A basic solver is any single (meta)
algorithm that does not leverage more than one general purpose solver
at its core. It can be a meta-algorithmic approach (e.g.,
Iterated Local Search, Iterated WA*, managing calls to one SAT solver,
randomized restarting A*, etc.) but it can only use one solver at its
core. Parametrized variants of the same algorithm are still one
solver. The core general purpose solver cannot itself be an
ensemble of other solvers.
To make this concrete we will use some
examples: A fallback strategy that uses a different algorithm is
considered more than one general-purpose solver, so FF would be
excluded unless only the EHC phase or the BFS phase were used, but not
both. Using different heuristics (with possibly different open
lists) is no different in spirit than making iterated calls of WA* with
different weights, so Fast Downward and LAMA are included so long as
they do not switch algorithms. A randomized restart algorithm
that adjusts its restart strategy is included; iterated solvers that
select (or adjust) parameters for a single base algorithm is similar in
spirit to other iterated meta-algorithmic approaches. A planner
that re-encodes the task for a single core solver (while possibly learning
to select among distinct encodings) is considered a basic solver; so
SAT planning approaches with a single SAT solver at their core fall in
this category.
Competitors certify their systems as a basic solver and will be strongly encouraged to involve the organizer(s) and other participants concerning whether the system will be counted as a basic solver. If a discussion does not lead to a consensus, a final decision will be justified by the organizer(s). Please keep in mind that that any definition can be perceived as somewhat arbitrary. The intent is to make a succinct definition available before the competition, give participants a communal voice in whether their system fits that definition, and, in the end, take one small step toward encouraging fundamental research in basic solvers without limiting the "overall" approaches.
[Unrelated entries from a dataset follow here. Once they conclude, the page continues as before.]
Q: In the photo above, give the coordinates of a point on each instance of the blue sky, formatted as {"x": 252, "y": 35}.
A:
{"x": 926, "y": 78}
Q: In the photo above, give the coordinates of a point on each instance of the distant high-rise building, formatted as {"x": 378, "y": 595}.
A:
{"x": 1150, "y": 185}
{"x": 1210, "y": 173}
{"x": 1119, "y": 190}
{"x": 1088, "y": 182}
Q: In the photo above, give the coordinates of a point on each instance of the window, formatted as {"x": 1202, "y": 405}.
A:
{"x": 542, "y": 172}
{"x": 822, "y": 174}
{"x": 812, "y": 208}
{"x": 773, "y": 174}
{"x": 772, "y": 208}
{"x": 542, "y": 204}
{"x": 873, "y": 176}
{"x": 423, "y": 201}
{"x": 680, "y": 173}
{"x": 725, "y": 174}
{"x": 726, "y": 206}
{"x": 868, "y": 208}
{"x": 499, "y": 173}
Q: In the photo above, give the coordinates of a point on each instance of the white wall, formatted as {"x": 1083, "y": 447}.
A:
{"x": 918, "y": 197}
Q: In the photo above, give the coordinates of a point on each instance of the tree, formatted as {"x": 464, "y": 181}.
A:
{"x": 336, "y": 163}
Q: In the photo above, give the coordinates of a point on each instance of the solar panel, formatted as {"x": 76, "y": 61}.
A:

The Integrated Execution Subtrack
This track was cancelled due to too few competitors.
In many applications a planner generates plans as part of a much
larger system and this is an important area to assess, thus extending
the reach of classical planning systems. In such applications, learning
can aid in producing better solutions faster and possibly reducing
execution anomalies. This inaugural subtrack will focus on learning
and planning within the context of a simple execution loop. The
competition will focus on fully observable, discrete, non-adversarial,
deterministic, single-agent domains. Example domains might
include Snake (http://en.wikipedia.org/wiki/
Evaluation Score. Each
domain will have a single metric by which the planner will be measured,
though this metric may be a weighted sum of multiple objectives.
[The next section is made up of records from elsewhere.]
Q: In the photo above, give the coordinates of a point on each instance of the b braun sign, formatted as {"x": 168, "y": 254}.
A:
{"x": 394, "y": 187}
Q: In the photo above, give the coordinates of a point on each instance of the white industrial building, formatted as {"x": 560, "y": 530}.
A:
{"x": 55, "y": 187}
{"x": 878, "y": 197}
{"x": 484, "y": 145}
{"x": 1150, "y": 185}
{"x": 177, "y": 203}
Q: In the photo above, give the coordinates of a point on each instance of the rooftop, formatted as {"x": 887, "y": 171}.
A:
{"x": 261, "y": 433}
For the example domains, the metrics could be the number of mice eaten
in the Snake domain, for Civilization, a combination of the total
number of buildings constructed while minimizing pollution, and, for
Satellite, some combination of maximizing image quality while
minimizing camera slew. The final metrics will be clearly stated
prior to the beginning of the learning stage.
For each domain, a simulator will report state changes to a
controller that will calculate the current score, identify new goals,
identify when an existing plan is needing adjustment, plus how much
time is allowed before a new plan must be returned. The
controller will produce typed PDDL for the planner, which can then
decide to either repair the plan or replan from these points.
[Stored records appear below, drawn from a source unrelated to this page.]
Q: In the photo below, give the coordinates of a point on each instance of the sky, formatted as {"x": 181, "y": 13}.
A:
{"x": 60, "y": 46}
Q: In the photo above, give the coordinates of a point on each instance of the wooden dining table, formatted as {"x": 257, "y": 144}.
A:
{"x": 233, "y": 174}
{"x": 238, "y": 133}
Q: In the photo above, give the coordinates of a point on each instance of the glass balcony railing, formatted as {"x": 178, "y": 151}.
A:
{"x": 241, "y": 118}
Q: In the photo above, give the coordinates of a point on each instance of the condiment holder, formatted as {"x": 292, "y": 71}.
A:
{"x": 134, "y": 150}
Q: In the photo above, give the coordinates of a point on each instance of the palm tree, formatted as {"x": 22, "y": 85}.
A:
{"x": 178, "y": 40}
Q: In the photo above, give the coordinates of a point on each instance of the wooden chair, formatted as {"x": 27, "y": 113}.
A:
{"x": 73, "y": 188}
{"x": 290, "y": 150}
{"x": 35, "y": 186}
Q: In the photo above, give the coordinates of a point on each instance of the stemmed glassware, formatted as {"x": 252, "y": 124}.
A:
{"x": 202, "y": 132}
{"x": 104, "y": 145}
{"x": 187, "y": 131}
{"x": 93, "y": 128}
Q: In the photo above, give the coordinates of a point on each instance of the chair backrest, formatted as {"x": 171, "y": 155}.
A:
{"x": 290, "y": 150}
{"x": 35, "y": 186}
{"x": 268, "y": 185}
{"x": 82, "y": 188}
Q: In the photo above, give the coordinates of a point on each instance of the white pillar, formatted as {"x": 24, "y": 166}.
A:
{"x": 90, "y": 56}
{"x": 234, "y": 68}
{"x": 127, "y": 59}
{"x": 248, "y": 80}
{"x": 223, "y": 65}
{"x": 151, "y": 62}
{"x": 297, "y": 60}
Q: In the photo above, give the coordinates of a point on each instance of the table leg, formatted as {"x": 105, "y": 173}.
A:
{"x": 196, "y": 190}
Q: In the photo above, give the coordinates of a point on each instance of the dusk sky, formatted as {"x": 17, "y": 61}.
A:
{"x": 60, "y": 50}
Competitors are encouraged to apply learning to a variety
of places in the execution loop (e.g., in reformulating the domain, in
selecting replanning over plan repair, in adjusting parameters to
improve the anytime planning of the system, etc.).
The Execution Subtrack Awards
A best overall learner award will be given to the planner that achieves the best cumulative score in all domains.
A most adaptable learner award will be given to the planner achieving the highest cumulative score in the face of increasingly frequent changes or limitations in the execution environment
A best anytime learner award highlights the planner that best adapts itself to the contractual time limit given by the controller.